邪馬台国・卑弥呼の有力候補地である奈良県桜井市の纒向遺跡から卑弥呼の頃の柱穴100個以上と卑弥呼以後の溝跡が発見されました。
以下、産経ニュース、読売新聞より転載
産経ニュース(http://sankei.jp.msn.com/life/news/130202/art13020213480002-n1.htm )
卑弥呼の祭祀用建物跡?奈良・纒向遺跡で柱穴100個超出土
邪馬台国の最有力候補地とされる奈良県桜井市の纒向遺跡で、女王・卑弥呼が君臨した時期にあたる3世紀前半の小型建物の柱穴が100個以上見つかり、市教委が1日、発表した。約60平方メートルの狭いエリアに集中し、小型建物を建てたり壊したりした跡とみられる。遺跡の中心部で柱穴が集中して確認されたのは初めてで、専門家は「年に数回、卑弥呼が特別に執り行った祭祀用の建物跡ではないか」とみている。
市教委は過去の調査を踏まえ、遺跡の中心部は、卑弥呼の宮殿とも指摘される3世紀前半の大型建物を含む4棟の建物が東西に並んでいたと推定。今回、昭和53年に柱穴の一部が確認されていた最も西側の建物の推定地を調査し、この建物に関連する柱穴は確認されなかったが、周辺で直径10~60センチの柱穴を100個以上確認した。

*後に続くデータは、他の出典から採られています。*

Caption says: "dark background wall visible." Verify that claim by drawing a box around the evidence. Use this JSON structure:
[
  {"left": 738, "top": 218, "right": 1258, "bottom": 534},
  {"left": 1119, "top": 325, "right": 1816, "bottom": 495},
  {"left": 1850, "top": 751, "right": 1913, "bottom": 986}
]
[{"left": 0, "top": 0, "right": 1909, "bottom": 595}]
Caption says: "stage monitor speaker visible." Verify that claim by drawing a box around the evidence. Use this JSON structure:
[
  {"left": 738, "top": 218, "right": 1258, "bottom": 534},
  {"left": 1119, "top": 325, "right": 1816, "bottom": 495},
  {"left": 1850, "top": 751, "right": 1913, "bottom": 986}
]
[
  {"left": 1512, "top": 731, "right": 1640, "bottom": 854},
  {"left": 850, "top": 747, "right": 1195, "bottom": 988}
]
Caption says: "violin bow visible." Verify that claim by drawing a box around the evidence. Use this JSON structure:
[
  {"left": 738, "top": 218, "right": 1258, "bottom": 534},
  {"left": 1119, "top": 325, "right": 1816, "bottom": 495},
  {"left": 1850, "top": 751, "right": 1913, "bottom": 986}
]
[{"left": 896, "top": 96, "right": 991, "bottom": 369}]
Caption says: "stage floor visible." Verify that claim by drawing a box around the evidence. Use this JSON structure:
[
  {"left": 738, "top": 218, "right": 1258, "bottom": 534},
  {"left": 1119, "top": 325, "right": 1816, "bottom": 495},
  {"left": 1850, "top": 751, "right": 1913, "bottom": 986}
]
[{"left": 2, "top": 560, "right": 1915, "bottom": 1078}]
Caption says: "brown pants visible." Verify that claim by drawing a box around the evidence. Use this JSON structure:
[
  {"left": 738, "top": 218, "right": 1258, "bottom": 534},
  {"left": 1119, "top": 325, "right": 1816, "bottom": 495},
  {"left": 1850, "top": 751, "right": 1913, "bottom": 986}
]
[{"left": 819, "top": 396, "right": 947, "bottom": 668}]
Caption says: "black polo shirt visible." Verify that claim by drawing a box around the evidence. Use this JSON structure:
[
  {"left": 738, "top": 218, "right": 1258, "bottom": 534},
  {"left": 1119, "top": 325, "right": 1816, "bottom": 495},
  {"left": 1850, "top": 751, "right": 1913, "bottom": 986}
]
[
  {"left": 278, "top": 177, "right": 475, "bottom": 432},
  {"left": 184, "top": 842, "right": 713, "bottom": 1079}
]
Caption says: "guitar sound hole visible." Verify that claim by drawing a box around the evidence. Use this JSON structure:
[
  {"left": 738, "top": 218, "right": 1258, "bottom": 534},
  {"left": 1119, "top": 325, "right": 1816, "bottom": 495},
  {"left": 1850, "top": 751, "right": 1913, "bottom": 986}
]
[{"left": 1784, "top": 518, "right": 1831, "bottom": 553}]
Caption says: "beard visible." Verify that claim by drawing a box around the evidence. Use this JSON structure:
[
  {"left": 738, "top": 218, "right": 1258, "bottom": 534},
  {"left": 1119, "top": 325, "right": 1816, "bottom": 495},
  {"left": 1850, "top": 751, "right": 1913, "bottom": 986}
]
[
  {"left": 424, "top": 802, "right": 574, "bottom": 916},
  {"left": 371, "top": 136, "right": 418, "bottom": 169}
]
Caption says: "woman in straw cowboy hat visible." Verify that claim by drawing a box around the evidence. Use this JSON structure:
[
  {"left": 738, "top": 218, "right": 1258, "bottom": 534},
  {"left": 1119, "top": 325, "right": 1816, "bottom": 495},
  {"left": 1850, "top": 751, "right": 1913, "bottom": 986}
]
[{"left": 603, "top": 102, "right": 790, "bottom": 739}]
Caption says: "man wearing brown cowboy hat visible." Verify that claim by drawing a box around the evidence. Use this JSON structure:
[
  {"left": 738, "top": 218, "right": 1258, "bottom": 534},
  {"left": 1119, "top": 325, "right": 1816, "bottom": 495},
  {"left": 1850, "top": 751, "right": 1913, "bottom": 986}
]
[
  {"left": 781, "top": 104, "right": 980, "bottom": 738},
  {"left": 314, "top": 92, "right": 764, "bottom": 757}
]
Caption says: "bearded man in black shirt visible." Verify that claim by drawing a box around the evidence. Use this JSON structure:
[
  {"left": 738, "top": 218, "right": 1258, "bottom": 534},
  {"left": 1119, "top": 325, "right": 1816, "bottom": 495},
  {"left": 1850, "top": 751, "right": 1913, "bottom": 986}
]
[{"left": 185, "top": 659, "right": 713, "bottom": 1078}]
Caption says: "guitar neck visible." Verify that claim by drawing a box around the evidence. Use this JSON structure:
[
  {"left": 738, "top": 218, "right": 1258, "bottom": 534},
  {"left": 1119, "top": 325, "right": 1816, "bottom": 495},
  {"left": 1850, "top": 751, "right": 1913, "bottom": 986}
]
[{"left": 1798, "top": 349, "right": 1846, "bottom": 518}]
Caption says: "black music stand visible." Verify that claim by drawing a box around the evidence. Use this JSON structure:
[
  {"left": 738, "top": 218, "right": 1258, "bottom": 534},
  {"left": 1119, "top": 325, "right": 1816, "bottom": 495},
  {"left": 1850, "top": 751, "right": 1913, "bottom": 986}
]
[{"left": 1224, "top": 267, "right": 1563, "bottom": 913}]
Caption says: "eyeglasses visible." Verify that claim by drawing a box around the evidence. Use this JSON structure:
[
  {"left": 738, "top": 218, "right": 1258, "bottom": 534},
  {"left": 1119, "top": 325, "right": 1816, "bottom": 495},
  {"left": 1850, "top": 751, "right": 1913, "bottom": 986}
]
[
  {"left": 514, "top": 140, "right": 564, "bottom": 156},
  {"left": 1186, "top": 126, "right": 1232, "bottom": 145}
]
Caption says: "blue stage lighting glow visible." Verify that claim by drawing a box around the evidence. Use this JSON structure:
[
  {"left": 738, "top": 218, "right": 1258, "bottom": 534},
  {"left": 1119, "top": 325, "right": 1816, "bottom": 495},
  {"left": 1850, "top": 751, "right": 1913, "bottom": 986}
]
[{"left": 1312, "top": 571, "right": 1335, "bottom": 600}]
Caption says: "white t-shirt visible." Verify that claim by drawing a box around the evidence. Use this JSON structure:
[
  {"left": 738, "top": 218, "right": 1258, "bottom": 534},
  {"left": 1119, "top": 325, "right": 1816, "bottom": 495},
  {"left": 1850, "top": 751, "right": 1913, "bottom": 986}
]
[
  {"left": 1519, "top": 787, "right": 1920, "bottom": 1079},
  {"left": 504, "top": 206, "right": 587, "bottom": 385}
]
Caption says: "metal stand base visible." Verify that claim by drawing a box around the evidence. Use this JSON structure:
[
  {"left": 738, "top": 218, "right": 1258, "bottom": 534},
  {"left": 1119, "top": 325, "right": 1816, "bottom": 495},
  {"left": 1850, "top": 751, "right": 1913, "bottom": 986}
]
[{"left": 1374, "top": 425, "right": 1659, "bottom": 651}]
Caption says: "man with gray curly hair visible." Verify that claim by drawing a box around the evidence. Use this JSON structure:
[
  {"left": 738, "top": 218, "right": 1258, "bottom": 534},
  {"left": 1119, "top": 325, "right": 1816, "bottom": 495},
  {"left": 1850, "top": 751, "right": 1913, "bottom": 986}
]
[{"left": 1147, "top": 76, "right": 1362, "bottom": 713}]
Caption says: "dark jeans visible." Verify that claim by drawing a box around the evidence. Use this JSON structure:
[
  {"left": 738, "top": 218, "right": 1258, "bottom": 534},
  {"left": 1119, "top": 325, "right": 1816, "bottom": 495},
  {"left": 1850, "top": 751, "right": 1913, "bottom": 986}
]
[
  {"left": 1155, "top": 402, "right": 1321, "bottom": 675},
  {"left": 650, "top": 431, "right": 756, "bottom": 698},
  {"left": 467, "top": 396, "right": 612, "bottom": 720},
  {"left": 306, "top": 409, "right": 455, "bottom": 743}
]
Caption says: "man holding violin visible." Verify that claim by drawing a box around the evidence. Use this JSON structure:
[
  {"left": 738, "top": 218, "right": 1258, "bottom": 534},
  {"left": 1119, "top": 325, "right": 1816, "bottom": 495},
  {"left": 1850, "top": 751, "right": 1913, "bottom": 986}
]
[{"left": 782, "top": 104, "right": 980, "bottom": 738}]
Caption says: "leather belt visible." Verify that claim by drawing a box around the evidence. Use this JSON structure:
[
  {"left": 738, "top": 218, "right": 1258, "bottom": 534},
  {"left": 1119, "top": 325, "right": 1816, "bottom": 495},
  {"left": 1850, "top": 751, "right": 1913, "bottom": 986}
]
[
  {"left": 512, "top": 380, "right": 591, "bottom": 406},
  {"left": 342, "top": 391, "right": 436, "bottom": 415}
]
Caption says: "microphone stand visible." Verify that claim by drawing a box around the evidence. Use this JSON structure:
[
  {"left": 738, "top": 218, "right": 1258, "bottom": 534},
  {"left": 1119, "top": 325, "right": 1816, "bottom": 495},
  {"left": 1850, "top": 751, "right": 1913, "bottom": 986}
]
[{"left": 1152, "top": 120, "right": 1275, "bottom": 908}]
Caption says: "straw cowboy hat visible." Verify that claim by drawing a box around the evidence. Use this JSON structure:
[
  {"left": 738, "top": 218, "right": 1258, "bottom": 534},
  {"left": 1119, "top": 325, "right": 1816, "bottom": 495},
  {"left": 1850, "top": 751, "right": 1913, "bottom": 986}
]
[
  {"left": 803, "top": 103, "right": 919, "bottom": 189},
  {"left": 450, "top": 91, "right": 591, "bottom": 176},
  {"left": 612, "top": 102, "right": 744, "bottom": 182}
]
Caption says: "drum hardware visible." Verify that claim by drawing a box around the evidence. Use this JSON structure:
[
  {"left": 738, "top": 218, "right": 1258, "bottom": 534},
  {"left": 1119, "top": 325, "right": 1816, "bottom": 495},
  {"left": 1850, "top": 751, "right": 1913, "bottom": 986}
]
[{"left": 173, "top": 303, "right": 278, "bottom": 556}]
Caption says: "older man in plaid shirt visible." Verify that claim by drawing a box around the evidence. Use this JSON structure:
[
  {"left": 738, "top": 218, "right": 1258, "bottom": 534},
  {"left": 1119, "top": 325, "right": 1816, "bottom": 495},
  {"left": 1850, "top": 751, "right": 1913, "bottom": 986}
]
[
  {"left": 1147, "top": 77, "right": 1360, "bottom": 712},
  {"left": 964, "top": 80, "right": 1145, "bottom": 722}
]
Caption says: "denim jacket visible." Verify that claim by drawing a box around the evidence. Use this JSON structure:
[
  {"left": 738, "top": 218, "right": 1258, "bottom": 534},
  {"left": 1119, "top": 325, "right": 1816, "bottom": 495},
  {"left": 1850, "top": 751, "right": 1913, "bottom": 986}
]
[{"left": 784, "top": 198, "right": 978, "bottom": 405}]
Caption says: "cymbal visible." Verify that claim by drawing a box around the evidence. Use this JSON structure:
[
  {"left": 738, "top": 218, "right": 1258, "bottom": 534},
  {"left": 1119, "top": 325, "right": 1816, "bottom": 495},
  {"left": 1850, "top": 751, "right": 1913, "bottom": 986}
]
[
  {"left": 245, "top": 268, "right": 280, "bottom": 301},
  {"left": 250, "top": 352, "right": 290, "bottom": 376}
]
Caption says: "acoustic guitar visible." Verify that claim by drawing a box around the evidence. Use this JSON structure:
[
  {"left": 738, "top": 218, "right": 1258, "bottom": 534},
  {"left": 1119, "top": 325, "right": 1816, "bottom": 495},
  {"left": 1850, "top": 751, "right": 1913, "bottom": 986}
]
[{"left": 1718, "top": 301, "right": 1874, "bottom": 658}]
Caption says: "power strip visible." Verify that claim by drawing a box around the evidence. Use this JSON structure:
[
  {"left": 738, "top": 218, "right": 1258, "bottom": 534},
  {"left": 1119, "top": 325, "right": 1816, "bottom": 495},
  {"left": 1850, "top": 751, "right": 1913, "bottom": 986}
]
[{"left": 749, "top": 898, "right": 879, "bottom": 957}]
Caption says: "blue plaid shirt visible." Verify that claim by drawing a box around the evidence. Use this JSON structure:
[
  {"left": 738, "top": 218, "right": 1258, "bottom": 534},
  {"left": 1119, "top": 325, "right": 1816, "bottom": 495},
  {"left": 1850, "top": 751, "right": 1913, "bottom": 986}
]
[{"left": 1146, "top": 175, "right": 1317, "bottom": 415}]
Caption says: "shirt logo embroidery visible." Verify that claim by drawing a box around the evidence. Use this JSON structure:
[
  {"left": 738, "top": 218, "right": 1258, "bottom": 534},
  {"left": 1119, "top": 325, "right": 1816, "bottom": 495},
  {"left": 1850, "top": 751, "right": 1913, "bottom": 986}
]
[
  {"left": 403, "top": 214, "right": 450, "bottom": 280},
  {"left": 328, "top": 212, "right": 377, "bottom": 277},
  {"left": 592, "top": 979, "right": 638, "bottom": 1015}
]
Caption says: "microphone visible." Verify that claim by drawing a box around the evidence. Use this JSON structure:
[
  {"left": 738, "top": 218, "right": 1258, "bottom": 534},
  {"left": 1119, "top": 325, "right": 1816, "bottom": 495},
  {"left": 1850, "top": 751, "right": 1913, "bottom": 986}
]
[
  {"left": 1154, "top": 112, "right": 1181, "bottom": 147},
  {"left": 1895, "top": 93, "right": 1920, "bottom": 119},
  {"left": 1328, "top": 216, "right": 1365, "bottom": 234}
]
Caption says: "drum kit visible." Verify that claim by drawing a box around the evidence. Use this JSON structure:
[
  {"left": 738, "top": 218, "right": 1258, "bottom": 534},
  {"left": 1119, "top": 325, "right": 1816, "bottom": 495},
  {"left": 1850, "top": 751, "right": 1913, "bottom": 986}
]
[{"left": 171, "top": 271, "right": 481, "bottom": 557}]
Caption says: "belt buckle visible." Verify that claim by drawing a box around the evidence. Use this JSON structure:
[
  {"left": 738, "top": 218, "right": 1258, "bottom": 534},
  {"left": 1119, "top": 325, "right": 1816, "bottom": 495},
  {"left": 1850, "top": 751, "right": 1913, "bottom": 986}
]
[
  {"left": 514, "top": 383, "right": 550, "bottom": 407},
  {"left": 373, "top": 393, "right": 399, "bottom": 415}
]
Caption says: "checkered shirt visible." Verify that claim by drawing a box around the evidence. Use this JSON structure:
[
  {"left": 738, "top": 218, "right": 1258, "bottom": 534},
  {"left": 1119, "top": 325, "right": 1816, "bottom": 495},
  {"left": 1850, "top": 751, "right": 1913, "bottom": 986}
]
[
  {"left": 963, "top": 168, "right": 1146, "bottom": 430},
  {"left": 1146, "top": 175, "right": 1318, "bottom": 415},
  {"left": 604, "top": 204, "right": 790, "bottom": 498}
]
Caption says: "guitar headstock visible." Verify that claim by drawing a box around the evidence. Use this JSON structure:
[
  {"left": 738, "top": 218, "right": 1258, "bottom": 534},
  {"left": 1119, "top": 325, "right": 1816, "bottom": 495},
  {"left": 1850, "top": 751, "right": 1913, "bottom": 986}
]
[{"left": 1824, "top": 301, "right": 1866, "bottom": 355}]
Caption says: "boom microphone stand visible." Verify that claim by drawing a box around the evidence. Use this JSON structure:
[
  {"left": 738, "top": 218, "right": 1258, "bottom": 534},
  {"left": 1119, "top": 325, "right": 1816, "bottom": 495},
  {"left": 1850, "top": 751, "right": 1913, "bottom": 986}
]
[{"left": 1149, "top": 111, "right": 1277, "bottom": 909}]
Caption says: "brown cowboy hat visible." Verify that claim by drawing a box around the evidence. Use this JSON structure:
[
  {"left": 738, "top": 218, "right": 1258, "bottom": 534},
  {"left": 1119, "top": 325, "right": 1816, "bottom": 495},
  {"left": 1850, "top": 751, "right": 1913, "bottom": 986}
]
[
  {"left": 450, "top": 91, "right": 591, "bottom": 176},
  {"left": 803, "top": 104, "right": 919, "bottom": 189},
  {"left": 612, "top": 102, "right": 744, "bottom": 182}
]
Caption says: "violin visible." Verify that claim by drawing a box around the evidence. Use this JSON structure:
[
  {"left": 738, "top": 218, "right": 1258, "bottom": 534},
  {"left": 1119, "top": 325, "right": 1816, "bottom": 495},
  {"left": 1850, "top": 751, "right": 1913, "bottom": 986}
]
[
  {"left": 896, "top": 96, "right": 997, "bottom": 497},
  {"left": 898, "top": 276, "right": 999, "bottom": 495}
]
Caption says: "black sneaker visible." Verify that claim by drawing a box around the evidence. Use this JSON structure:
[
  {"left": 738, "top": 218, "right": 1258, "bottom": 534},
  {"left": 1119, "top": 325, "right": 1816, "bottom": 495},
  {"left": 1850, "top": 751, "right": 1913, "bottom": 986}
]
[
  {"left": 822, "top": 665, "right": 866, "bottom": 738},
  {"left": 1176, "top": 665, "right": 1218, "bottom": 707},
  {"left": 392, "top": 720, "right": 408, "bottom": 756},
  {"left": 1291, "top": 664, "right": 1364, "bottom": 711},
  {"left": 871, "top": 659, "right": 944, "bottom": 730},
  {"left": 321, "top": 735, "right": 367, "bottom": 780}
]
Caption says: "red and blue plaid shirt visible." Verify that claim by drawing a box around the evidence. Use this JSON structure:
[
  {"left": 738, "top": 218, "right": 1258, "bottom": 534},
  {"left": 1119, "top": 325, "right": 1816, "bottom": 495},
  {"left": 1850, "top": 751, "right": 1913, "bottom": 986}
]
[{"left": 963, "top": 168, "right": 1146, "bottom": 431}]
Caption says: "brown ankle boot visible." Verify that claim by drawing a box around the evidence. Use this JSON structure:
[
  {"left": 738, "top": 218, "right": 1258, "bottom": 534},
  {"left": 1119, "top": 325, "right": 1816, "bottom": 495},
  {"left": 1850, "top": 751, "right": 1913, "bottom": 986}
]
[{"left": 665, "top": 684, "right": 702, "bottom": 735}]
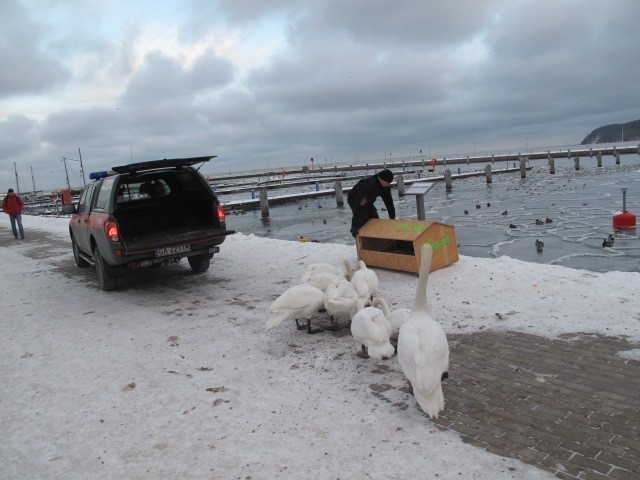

市教委によると、建物群の入り口にあたるとみられ、「特別な空間」として利用された可能性が高いという。古代祭祀に詳しい辰巳和弘・元同志社大教授(古代学)は「卑弥呼が年に数回、食物の収穫を感謝する祭祀のたびに建てられ、祭祀後に取り壊された複数の小型建物の痕跡ではないか」と推測している。
一方、今回の調査では、4世紀中頃に整備された豪族居館の周濠(しゅうごう)跡の一部も確認された。過去の調査を踏まえ、周濠の規模は東西約65メートル、南北約54メートル、幅は最大5・8メートル、深さ最大60センチ以上と判明した。
市教委は「3世紀の宮殿エリアを囲むような周濠で、この周辺のエリアが、世紀をまたいで政治や祭祀の神聖な土地として利用されていたのではないか」とみている。
現地説明会は3日午前10時から。JR桜井線巻向駅の西方徒歩約5分。
読売新聞(http://osaka.yomiuri.co.jp/e-news/20130202-OYO1T00320.htm?from=main3 )
大和王権の中枢?溝出土…纒向遺跡
奈良県桜井市の纒向遺跡で、大規模な施設の外周を巡っていたとみられる4世紀中頃の溝が東西45メートル、南北7・5メートルにわたって出土し、市纒向学研究センターが1日、発表した。邪馬台国の時代から約1世紀後の遺構で、専門家は、この地で成立したとされる大和王権の中枢部だった可能性を指摘している。
見つかった溝は幅4・7~5・8メートル、深さ20~60センチで南西の角にあたる。これまでの調査では、南東の角が出土しており、東西の長さは57メートルと確定。南北は地形などから、54メートル以上あるとみられる。
溝の内側では、同時期の建物跡などは確認されていないが、祭祀用の刀形木製品(長さ31・5センチ)などが出土。重要な祭祀場か、有力者の居館だった可能性も考えられるという。
付近では、邪馬台国の宮殿との説もある3世紀前半~中頃の大型建物跡が出土しており、白石太一郎・大阪府立近つ飛鳥博物館長(考古学)は「時代は離れているが、王権が継続して利用していた場所ではないか」と話している。
ただ、邪馬台国時代以降、この周辺で誕生したとされる大和王権は、どこに宮殿があったのかなど、実態はわかっていない。「日本書紀」には垂仁天皇の「纒向珠城宮」、垂仁天皇の子で日本武尊の父にあたる景行天皇の「纒向日代宮」という宮殿が登場しており、関連が注目される。
現地説明会は3日午前10時~午後3時。雨天中止。JR巻向駅の近く。10日には午前10時から、東京・よみうりホールで開かれるフォーラム「纒向出現」(読売新聞社後援)でも調査成果を報告する。問い合わせは同センター(0744・45・0590)。
石野博信・兵庫県立考古博物館長の話「溝の規模から内側は特別な空間で、聖なる儀式が営まれていたとも考えられる。大和王権の宮殿との関係が、明らかになることを期待したい」
以上、転載終わり
両方とも興味深い内容です。
祭祀用の建物がそのたびに造り返られていたようですが、これは“伊勢神宮”の遷宮を思いおこさせますね。
また、卑弥呼以後の溝については記事では“継続”していたのではと考えているようですが、私的には邪馬台国と大和は“神武東征”を考えると別物だったと思っています。
研究が進むことに期待しています。